I managed to play 119 individual MIDI velocities (1 - 127) including velocity 1 (probably accidentally grazing a note trying to play the last page of the Liszt) and 127 (the actual last chord I played).
Of course the particular keyboard’s “velocity curve,” sensitivity, and some other technical elements would come into play. Again, music is hard to measure.
88 Keys
With 88 keys on the piano and close to 20 minutes of playing what I would consider some serious repertoire, you might think that all 88 keys would be played at some point. Close, but no cigar:
This spreadsheet is sorted in order of the keys on the piano from left to right, low to high. (Middle C is normally C4, but in the MIDI world, everything is shifted and Middle C is C3.) Right off the bat you can see that three lowest keys were not played. This explains why there is a fine layer of dust collecting on them. The same goes for the opposite extreme of the piano for the three highest notes. You can click the table header to sort to see that the more “middle” of the piano you go, the more frequently played the note happens to be.

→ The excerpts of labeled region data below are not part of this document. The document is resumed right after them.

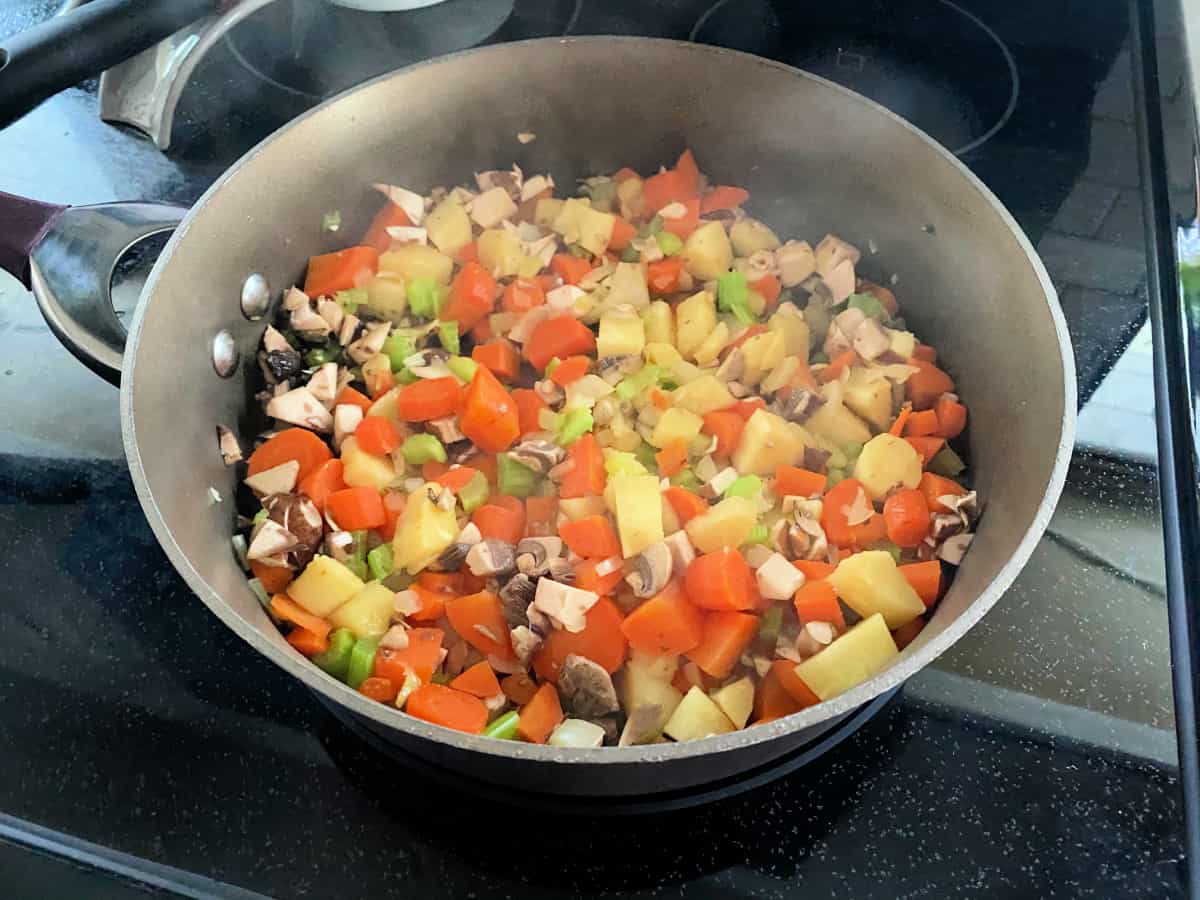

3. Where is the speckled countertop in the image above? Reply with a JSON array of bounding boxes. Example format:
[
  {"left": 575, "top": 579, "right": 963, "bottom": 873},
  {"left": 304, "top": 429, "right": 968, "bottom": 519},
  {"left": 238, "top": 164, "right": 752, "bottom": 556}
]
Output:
[{"left": 0, "top": 0, "right": 1182, "bottom": 900}]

The static chart below shows the keys sorted like the piano and how frequently they were played.
Meanwhile, while looking at the “topography” of the piano, the black keys seem to have been neglected just a little bit. There are 36 black notes on the piano (52 white), but the percentage of notes played shows that the distribution wasn’t quite even.
That being said, for a comparison, here was a previous practice session where I read and practiced some Mozart (K.265 “Twinkle Twinkle…”). It was mostly in the key of C. If you don’t know what that means, you’ll probably understand when you compare the Chopin/Liszt above to this previous session:
(That was easier.)
Music Isn’t Data
Okay, maybe it can be. It’s probably more fun to listen to and play the piano, but it’s fun to attempt to quantify it nonetheless.
If you’re curious as to what the Liszt and Chopin pieces sound like, here’s world-renowned concert pianist Lang Lang playing the Chopin and a 10 year who plays the Liszt better than me.
This last visualization is the representation of all the notes played over the duration of the practice session from which the dataset comes. The last page of the Liszt is in the key of F# (lots of black keys closing the gap at the end).